WASHINGTON (AP) – Un presidente Barack Obama optimista dijo el viernes que el compromiso con los republicanos para un recorte de 33.000 millones en el presupuesto está cerca, y advirtió que sin un acuerdo, la subsiguiente parálisis del gobierno “pondría en peligro nuestra recuperación económica”, justo cuando finalmente se están creando nuevos puestos de trabajo.
A pesar de su evaluación, los negociadores informaron de pocos avances, los demócratas del Senado dieron marcha atrás en una concesión clave de principios de la semana y el principal líder republicano del Congreso parecía menos optimista que el presidente sobre un avance inminente.

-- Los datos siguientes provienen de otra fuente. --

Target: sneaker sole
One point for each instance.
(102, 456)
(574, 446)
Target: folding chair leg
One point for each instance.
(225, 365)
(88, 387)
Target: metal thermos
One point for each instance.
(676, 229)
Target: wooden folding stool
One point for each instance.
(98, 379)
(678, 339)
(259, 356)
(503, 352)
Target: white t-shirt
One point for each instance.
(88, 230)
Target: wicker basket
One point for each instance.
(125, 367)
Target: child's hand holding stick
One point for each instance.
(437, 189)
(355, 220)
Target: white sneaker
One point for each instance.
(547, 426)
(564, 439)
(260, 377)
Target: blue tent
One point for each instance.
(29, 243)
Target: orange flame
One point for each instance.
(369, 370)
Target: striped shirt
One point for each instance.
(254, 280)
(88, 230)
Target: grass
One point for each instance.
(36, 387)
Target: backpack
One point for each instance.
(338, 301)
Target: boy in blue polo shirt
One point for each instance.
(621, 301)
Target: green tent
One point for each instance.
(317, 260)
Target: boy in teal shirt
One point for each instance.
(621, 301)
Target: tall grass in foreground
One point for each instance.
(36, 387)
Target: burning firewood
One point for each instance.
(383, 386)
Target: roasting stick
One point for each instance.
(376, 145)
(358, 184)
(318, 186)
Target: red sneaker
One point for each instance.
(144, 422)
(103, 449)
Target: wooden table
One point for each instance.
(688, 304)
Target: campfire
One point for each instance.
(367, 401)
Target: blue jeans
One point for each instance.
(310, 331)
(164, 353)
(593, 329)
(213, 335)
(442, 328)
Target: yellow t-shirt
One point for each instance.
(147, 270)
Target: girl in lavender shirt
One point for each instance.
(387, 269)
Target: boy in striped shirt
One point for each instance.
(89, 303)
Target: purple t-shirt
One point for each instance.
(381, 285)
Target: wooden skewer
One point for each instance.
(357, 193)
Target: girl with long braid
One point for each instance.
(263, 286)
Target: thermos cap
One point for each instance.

“No hay un número. No hay acuerdo sobre un número” de cuánto recortar, insistió el presidente de la Cámara de Representantes, John Boehner, quien se encuentra bajo presión de los conservadores apoyados por el movimiento Tea Party para no ceder demasiado terreno. Sin embargo, añadió, “no estoy preparando un cierre del gobierno.”
El financiamiento para el gobierno vence el próximo viernes a la medianoche, y sin una acción del Congreso, seguiría un cierre parcial.
Los hechos del día se produjeron en un contexto de noticias inusualmente optimistas sobre la economía, que todavía se recupera de la peor recesión desde la Gran Depresión. El Departamento de Trabajo informó que las empresas agregaron 216.000 empleos el mes pasado y la tasa de desempleo cayó levemente a 8,8%.
Casi seis semanas después de que la Cámara de Representantes aprobó un proyecto de ley por 61.000 millones de dólares en recortes, parecía que se acercaba el final en la primera de lo que se anticipa como una serie de batallas políticas sobre el tamaño y el alcance del gobierno.
“Vamos a trabajar durante el fin de semana para forjar un compromiso”, dijo el líder de la mayoría en el Senado, Harry Reid, demócrata por Nevada. Ante la insistencia de los republicanos, el Congreso ya ha recortado 10.000 millones en gastos como parte de un par de proyectos de ley provisionales para mantener andando al gobierno.
Poco antes de las palabras de Obama, Reid cambió la posición de los demócratas en un elemento clave de las negociaciones, en una aparente deferencia a los ambientalistas enfadados por una concesión anterior.
Mientras que otro proyecto de ley a corto plazo no se ha descartado, Obama, Boehner, Reid y otros han dicho que prefieren completar el trabajo sobre un proyecto de ley de seis meses para cerrar el presupuesto anual.